NVIDIA / pyxis

Container plugin for Slurm Workload Manager
Apache License 2.0
273 stars 31 forks source link

pyxis failed to load via dlopen() due to undefined symbol #25

Closed fspiga closed 3 years ago

fspiga commented 4 years ago

Moving from SLURM 19.05.x to 20.02.4 seems to break pyxis due to the following error:

sbatch: error: spank: /usr/local/src/pyxis/spank_pyxis.so: Dlopen of plugin file failed
sbatch: error: spank: /etc/slurm/plugstack.conf.d/pyxis.conf:1: Failed to load plugin /usr/local/src/pyxis/spank_pyxis.so.

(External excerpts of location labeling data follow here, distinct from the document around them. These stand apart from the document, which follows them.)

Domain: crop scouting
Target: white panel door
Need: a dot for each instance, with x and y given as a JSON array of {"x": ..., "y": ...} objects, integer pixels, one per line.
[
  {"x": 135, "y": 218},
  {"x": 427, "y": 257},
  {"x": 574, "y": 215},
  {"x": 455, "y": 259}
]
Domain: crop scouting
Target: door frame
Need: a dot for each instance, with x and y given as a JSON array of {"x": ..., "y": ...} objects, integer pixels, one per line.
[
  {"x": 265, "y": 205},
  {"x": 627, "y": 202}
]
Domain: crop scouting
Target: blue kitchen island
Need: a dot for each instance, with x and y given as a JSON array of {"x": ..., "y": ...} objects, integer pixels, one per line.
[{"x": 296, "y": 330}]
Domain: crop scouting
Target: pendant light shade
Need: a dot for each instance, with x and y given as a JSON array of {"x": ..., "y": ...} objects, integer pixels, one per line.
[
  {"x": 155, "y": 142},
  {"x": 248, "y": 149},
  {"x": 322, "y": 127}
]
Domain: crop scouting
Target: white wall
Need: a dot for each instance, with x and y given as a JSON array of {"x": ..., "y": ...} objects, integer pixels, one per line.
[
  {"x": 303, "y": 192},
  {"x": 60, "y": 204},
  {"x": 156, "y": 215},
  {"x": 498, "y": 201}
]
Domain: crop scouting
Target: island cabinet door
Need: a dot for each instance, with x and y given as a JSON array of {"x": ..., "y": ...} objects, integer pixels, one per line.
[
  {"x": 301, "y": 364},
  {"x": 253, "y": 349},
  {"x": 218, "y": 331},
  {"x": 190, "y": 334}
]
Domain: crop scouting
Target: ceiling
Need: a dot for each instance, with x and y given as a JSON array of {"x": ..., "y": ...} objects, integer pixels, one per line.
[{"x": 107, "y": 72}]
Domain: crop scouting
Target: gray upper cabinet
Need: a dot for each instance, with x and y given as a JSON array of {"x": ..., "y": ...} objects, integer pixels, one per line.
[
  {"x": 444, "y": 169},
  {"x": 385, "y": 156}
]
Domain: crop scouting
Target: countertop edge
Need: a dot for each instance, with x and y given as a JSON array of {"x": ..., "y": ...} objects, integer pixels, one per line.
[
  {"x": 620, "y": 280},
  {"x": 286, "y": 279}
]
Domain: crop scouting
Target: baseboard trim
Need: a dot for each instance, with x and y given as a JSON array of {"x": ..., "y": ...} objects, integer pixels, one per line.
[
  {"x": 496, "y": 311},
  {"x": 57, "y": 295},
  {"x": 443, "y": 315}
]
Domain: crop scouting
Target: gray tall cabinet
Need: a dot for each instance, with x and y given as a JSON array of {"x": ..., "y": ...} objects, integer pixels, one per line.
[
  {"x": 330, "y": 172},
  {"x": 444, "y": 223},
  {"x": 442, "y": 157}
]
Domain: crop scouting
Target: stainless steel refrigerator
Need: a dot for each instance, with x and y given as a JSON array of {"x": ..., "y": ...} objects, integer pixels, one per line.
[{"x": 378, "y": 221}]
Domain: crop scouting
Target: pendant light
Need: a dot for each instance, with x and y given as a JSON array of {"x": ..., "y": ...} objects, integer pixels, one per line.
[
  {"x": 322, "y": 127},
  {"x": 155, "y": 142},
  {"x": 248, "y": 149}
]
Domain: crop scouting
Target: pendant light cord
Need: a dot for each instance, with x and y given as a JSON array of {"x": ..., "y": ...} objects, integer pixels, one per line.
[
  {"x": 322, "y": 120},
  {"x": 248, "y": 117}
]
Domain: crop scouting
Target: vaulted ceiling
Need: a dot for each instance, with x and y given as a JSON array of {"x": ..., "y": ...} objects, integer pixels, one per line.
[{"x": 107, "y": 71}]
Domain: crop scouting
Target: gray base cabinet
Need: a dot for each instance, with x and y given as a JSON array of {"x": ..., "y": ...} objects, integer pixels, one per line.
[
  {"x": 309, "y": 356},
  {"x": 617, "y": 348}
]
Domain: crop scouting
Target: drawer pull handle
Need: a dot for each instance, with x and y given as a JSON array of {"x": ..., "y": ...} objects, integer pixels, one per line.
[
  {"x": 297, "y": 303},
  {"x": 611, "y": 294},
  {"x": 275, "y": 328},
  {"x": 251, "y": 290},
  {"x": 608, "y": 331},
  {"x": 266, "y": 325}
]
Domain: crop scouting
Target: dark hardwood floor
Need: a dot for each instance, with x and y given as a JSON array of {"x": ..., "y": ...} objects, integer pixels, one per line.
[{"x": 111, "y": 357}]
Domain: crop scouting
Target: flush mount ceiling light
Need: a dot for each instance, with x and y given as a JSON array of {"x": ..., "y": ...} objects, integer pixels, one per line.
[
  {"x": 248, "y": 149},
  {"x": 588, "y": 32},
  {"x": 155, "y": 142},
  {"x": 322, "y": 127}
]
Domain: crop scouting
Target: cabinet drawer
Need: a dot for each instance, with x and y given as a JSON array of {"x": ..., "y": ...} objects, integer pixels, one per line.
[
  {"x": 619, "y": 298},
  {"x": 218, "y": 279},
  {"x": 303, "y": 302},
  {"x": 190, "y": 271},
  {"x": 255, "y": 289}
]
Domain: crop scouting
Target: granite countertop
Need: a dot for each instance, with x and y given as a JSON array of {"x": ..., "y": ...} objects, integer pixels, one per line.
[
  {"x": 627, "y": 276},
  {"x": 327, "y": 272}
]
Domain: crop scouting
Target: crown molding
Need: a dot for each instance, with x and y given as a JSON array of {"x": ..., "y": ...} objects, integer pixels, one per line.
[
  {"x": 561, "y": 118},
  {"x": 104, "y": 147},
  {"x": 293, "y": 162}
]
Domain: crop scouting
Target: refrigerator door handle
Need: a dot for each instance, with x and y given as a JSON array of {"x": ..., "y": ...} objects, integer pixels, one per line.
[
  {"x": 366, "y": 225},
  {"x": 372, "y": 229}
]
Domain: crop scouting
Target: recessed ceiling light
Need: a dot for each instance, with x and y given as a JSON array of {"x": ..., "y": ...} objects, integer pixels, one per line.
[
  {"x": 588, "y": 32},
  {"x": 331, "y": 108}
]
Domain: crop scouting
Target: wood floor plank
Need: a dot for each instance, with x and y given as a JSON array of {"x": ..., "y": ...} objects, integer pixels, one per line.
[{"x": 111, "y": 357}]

Aborting.
sbatch: error: Failed to initialize plugin stack

Rebuilding pyxis seems not to fix the issue. Very possible that moving from SLURM 19.x to SLURM 20.x the SPANK API has changed.

Please keep track of which SLURM versions are supported and tested ;)

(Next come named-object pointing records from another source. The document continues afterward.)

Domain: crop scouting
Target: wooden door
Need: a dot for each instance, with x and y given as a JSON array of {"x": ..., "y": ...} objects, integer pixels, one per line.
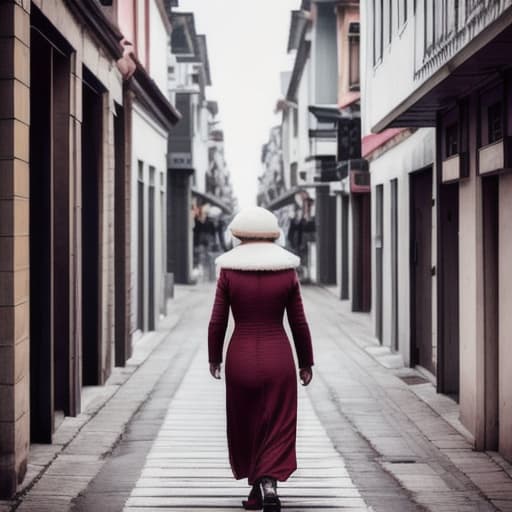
[
  {"x": 345, "y": 201},
  {"x": 448, "y": 371},
  {"x": 361, "y": 252},
  {"x": 393, "y": 242},
  {"x": 421, "y": 269},
  {"x": 141, "y": 245},
  {"x": 379, "y": 243},
  {"x": 92, "y": 156},
  {"x": 490, "y": 213},
  {"x": 151, "y": 251},
  {"x": 41, "y": 242}
]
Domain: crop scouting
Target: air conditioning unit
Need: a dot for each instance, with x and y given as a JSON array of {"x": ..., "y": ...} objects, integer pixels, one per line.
[{"x": 359, "y": 182}]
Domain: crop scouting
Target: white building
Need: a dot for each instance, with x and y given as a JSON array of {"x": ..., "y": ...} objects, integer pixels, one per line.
[
  {"x": 402, "y": 169},
  {"x": 150, "y": 128},
  {"x": 454, "y": 244}
]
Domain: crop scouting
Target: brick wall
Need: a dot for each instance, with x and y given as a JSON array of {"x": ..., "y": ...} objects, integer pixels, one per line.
[{"x": 14, "y": 242}]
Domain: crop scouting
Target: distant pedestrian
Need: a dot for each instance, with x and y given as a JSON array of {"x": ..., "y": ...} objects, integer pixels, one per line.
[{"x": 259, "y": 282}]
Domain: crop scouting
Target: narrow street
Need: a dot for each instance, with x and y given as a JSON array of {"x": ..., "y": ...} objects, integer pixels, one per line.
[{"x": 365, "y": 442}]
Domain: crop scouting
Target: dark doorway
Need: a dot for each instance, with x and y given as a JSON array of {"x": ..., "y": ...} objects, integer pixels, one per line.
[
  {"x": 361, "y": 252},
  {"x": 379, "y": 242},
  {"x": 92, "y": 156},
  {"x": 121, "y": 226},
  {"x": 52, "y": 387},
  {"x": 179, "y": 237},
  {"x": 41, "y": 242},
  {"x": 345, "y": 201},
  {"x": 394, "y": 263},
  {"x": 448, "y": 370},
  {"x": 490, "y": 214},
  {"x": 141, "y": 237},
  {"x": 151, "y": 251},
  {"x": 326, "y": 236},
  {"x": 421, "y": 269}
]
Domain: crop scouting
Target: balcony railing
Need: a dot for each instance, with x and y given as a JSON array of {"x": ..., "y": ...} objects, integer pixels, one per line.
[{"x": 444, "y": 27}]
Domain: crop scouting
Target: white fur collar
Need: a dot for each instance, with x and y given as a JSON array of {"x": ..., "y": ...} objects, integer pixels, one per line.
[{"x": 258, "y": 256}]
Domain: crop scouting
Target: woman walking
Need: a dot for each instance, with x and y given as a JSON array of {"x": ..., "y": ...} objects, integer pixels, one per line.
[{"x": 258, "y": 281}]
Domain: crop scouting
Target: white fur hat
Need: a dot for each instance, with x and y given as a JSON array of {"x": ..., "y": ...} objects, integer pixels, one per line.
[{"x": 255, "y": 222}]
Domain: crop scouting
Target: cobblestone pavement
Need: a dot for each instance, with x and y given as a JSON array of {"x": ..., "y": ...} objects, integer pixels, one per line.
[{"x": 367, "y": 441}]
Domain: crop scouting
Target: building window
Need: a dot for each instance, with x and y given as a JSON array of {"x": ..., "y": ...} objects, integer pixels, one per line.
[
  {"x": 378, "y": 32},
  {"x": 390, "y": 20},
  {"x": 452, "y": 140},
  {"x": 295, "y": 122},
  {"x": 495, "y": 122},
  {"x": 429, "y": 18},
  {"x": 353, "y": 41},
  {"x": 402, "y": 12},
  {"x": 293, "y": 174}
]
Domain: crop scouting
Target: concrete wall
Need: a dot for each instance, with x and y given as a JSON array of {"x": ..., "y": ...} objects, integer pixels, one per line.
[
  {"x": 159, "y": 45},
  {"x": 14, "y": 248},
  {"x": 413, "y": 153},
  {"x": 346, "y": 16},
  {"x": 149, "y": 146},
  {"x": 505, "y": 322},
  {"x": 324, "y": 54}
]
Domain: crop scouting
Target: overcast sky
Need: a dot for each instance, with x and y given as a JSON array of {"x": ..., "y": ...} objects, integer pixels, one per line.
[{"x": 247, "y": 48}]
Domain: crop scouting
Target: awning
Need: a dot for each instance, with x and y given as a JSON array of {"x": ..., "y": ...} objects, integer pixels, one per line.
[
  {"x": 209, "y": 198},
  {"x": 333, "y": 113},
  {"x": 374, "y": 141},
  {"x": 478, "y": 61}
]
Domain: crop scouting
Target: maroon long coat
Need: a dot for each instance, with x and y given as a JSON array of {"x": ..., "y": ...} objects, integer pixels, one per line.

flx42 commented 4 years ago

Hello,

Which release or commit of pyxis are you using? Because upgrading from 19.x to 20.x should work for pyxis <= 0.7.0

The Slurm API changed in 20.02, and we are relying on this new API on the pyxis 0.8.0 release. That means that for pyxis 0.8.0 you need Slurm >= 20.02, see https://github.com/NVIDIA/pyxis/releases/tag/v0.8.0 (and I will put that in the README too)

lukeyeager commented 4 years ago

Looks to me like you might not have a file at /usr/local/src/pyxis/spank_pyxis.so?